In 1880, about half the residents of New York City lived in tenements; by 1890, with further immigration occurring, that percentage rose to about three-quarters. Tenement dwellers were dirt-poor, and, for the most part, illiterate. They lived in dark, crowded, poorly-ventilated buildings along both rivers, from the Battery to the Bronx. This photo, taken by New York Tribune reporter Jacob Riis, himself an immigrant, depicts a family of trouser-makers in their cramped living quarters on Ludlow Street, which is in the lower East Side below Delancey St. Up to 10 people, consisting of a family plus several boarders, lived in only 2 or 3 small rooms, with daylight, for the most part, evading at least half the windows. Everyone worked, even children below the age of 15. Their workdays were 17 hours long, from 6 am until bedtime at 11 pm, 7 days a week. Wages, only a little over one dollar per hour in today's dollars, barely covered the price of rent and food.

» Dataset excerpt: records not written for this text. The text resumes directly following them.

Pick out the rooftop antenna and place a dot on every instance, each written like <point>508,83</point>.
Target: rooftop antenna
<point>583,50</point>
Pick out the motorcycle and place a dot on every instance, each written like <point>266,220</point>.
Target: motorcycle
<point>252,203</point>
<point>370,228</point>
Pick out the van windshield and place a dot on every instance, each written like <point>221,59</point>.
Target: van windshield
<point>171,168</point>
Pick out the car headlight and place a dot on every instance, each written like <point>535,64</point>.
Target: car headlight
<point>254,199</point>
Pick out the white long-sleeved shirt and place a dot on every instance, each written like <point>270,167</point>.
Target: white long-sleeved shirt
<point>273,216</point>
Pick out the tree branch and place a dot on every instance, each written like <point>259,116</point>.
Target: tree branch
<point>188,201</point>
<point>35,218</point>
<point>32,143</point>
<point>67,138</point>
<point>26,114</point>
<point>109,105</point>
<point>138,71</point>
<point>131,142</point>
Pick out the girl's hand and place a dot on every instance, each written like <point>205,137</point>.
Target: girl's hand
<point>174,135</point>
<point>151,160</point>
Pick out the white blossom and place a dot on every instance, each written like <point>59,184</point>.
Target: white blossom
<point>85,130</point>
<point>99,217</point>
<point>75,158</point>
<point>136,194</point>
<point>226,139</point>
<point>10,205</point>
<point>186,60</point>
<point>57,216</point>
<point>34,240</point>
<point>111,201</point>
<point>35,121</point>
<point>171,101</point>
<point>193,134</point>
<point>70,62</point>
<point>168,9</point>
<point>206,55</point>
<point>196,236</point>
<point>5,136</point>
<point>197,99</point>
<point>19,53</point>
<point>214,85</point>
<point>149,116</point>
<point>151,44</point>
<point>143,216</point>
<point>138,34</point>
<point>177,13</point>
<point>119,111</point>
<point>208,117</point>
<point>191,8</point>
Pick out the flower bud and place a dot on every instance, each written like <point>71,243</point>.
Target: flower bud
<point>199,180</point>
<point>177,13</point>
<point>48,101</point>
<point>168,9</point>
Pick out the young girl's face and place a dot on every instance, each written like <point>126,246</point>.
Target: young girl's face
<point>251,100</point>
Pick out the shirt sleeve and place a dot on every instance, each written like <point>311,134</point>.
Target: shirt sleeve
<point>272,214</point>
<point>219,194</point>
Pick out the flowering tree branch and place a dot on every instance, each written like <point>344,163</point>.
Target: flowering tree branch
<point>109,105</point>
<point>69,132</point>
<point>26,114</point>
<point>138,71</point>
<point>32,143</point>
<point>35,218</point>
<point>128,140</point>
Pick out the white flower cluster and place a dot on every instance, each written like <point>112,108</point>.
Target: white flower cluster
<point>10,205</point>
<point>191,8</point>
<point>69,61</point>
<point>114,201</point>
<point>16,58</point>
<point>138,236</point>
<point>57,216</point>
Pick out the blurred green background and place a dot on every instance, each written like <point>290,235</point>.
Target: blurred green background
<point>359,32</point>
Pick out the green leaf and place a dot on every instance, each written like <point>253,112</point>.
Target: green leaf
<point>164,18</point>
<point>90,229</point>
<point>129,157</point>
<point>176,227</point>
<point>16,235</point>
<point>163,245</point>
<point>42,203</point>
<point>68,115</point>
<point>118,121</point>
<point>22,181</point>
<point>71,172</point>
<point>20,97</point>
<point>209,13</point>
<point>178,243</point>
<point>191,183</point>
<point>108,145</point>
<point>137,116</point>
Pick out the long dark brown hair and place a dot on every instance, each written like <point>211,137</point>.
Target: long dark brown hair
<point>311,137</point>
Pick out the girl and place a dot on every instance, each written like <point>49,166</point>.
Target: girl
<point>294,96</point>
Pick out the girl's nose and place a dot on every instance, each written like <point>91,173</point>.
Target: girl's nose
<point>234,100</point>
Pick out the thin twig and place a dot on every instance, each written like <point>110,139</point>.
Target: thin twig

Few were shrewd and lucky enough to buy their way out of the tenements. Some of the rest despaired. One woman, the mother of 6 children, threw herself out a window to her death, because "she was discouraged," according to a neighbor. Upon hearing of her death, her husband and children stoically continued working, not having the luxury to mourn. The only way to survive under these conditions was to adopt such an outlook of philosophical optimism.
(Information from Riis, Jacob A., "How the Other Half Lives," 1900.)